What Murphy does believe is that this result adds weight to the claim Dublin teams – club or county – are less daunting when surrendering home advantage. The Leinster Council meet on Wednesday evening to agree on all venues for the 2018 football and hurling championship, including Dublin’s football quarter-final against the winners of Wicklow-Offaly, and Murphy believes that Aughrim should be pencilled in, should of course Wicklow beat Offaly.
“Wouldn’t it be great for Wicklow football to have the Dubs in Aughrim?” says Murphy. “Whoever is playing the Dubs, whether it’s Carlow playing them in Carlow, in the early rounds, get the Dubs down here.
“Now, I don’t think we’d beat Dublin if we played them in my kitchen.
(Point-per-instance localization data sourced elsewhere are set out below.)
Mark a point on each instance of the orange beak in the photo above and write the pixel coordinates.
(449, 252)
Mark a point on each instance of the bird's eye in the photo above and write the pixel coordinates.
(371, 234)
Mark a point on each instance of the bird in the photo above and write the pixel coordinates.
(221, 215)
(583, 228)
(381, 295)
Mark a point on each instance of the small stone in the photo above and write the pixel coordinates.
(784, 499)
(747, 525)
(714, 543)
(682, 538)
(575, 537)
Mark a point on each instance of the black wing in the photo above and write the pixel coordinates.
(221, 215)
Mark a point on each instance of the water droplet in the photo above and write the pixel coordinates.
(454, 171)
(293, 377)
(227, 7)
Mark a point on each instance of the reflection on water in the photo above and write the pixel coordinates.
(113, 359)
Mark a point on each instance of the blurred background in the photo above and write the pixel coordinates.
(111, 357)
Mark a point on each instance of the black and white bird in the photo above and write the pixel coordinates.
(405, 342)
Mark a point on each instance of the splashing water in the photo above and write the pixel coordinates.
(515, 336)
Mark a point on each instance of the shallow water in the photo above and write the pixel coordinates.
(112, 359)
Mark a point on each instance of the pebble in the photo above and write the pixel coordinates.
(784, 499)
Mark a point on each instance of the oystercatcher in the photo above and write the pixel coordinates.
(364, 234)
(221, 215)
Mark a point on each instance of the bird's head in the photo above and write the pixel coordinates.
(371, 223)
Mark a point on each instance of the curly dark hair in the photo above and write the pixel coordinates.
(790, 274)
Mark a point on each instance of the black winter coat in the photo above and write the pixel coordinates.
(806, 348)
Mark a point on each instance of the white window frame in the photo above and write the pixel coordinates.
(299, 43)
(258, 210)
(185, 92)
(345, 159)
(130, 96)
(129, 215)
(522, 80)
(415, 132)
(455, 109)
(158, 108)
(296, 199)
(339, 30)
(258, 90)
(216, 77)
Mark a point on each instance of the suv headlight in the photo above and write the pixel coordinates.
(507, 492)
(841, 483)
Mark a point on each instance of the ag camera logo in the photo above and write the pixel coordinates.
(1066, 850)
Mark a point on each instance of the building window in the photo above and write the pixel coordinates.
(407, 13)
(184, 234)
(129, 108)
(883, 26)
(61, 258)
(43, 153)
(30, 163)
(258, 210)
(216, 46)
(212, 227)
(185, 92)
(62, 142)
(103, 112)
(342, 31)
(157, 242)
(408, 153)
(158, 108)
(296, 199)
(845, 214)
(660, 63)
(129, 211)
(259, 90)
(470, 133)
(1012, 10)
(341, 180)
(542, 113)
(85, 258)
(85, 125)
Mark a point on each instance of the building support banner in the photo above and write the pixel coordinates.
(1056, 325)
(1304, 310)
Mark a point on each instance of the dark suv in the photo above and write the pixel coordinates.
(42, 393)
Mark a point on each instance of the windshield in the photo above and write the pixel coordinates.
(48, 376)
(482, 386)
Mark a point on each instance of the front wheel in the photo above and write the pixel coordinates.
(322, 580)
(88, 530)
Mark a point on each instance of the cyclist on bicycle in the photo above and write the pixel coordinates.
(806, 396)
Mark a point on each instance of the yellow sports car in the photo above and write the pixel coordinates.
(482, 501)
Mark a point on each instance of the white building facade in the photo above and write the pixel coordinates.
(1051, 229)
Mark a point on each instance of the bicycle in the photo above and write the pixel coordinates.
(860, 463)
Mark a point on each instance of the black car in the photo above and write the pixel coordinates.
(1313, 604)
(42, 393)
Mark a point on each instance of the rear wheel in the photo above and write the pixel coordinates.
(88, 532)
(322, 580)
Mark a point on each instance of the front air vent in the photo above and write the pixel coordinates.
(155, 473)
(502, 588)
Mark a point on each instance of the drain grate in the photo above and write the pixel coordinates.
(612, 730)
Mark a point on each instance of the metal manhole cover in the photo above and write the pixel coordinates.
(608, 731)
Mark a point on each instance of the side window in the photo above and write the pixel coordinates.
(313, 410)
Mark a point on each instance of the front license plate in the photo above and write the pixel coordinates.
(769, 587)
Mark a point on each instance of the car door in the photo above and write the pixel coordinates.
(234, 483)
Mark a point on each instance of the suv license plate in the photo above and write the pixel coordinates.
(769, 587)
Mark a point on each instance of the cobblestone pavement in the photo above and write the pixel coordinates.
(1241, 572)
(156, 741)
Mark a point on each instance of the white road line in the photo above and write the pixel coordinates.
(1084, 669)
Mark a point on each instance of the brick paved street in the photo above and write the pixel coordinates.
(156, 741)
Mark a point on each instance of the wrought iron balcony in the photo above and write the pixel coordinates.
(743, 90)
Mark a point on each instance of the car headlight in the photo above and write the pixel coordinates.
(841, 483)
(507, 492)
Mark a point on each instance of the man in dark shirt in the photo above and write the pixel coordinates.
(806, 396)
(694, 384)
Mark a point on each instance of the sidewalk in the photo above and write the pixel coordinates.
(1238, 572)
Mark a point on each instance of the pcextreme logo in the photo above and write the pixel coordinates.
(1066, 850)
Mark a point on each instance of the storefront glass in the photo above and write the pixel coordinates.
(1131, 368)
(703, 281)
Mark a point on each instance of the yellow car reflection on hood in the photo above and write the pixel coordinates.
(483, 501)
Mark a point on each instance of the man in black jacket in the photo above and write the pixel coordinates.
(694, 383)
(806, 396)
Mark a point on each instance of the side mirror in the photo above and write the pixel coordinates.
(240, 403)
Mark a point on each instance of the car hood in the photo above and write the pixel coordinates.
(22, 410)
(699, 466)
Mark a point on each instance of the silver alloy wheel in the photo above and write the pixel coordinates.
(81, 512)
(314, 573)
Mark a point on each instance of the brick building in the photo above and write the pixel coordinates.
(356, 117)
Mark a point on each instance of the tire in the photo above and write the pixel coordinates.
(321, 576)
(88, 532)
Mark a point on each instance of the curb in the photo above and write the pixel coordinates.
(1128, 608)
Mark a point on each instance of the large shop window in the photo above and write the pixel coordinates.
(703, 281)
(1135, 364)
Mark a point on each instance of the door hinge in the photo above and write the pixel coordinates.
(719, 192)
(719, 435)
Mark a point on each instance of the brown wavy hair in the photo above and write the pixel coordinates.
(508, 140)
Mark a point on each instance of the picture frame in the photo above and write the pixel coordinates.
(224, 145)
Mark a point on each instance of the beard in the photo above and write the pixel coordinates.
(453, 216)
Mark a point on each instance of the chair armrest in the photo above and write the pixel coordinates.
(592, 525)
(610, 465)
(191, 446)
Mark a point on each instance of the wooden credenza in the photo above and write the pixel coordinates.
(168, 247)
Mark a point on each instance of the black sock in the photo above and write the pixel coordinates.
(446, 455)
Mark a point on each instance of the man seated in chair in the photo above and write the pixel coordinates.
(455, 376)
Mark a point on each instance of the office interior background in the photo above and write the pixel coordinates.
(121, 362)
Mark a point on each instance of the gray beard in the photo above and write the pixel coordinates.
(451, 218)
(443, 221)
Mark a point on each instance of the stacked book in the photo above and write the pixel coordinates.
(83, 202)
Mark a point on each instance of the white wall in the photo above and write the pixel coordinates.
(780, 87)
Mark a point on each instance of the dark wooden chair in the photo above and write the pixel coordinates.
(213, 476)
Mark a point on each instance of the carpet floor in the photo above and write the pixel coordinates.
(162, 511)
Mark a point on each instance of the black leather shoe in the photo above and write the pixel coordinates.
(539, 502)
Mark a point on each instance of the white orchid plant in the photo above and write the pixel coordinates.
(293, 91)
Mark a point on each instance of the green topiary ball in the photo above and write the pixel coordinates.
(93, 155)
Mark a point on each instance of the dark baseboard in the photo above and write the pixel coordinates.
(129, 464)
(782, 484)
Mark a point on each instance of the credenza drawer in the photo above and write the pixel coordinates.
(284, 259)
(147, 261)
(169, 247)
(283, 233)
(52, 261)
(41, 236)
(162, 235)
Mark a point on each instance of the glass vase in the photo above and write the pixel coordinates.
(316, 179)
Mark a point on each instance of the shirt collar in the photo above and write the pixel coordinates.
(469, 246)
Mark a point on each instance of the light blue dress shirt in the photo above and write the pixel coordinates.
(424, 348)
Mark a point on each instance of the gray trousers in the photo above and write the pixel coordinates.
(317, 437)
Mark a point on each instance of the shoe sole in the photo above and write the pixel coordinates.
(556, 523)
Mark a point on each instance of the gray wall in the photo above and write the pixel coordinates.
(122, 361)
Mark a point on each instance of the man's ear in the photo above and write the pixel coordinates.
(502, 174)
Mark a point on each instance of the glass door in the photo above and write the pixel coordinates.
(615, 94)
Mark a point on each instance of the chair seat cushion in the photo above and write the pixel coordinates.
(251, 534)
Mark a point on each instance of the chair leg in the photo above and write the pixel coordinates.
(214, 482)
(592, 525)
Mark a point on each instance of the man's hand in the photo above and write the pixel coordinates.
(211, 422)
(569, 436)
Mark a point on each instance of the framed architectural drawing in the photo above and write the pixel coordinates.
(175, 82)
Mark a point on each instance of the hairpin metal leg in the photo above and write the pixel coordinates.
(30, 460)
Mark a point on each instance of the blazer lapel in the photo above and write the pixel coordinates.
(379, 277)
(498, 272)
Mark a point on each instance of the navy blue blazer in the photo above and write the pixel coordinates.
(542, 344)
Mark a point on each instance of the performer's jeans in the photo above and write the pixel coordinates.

But get the Dubs down, get the kids of Wicklow in to see them, and promote the game in the weaker counties. But that’s out of my hands.”
Agreement has yet to be reached on any venues for next year’s competition, and, depending on preferences and expected attendances, Dublin could be headed back to Croke Park for the opening game, possibly as a quarter-final double-header with the Meath-Longford game, or the meeting of Kildare and either Louth or Carlow. It may be considered the best way of accommodating the now seven-time defending champions.
On the road
After going 10 years with all their Leinster championship games fixed for Croke Park, Dublin went on the road for their last two opening games – playing Laois in Nowlan Park in 2016, and earlier this year playing Carlow at O’Moore Park in Portlaoise. In both cases Dublin won handy in the end.
Sunday’s game in Aughrim attracted plenty of supporters outside of Rathnew, according to Murphy, and the prospect of playing Dublin there next summer would be a nice fillip for the county, including new Wicklow manager John Evans – even if the capacity of just under 10,000 wouldn’t meet the demand of the expected attendance.
“It was a great win, there were a lot of Wicklow people from different clubs, I saw all the faces there. I’m sure John Evans is saying ‘if we can get that belief into the county team’ it will give everybody a boost.
“When you have the Dublin champions chasing shadows there in the last four or five minutes, that’s some achievement. But it was the battling spirit that got us through. We can all play football when we have the ball. But when they hadn’t got the ball, we worked very, very hard. Every one of the lads played a part. That’s all you can ask for. Our lads are a resilient crowd. They battle right to the end. They believe in themselves. It’s a great trait to have, to fight until the end.”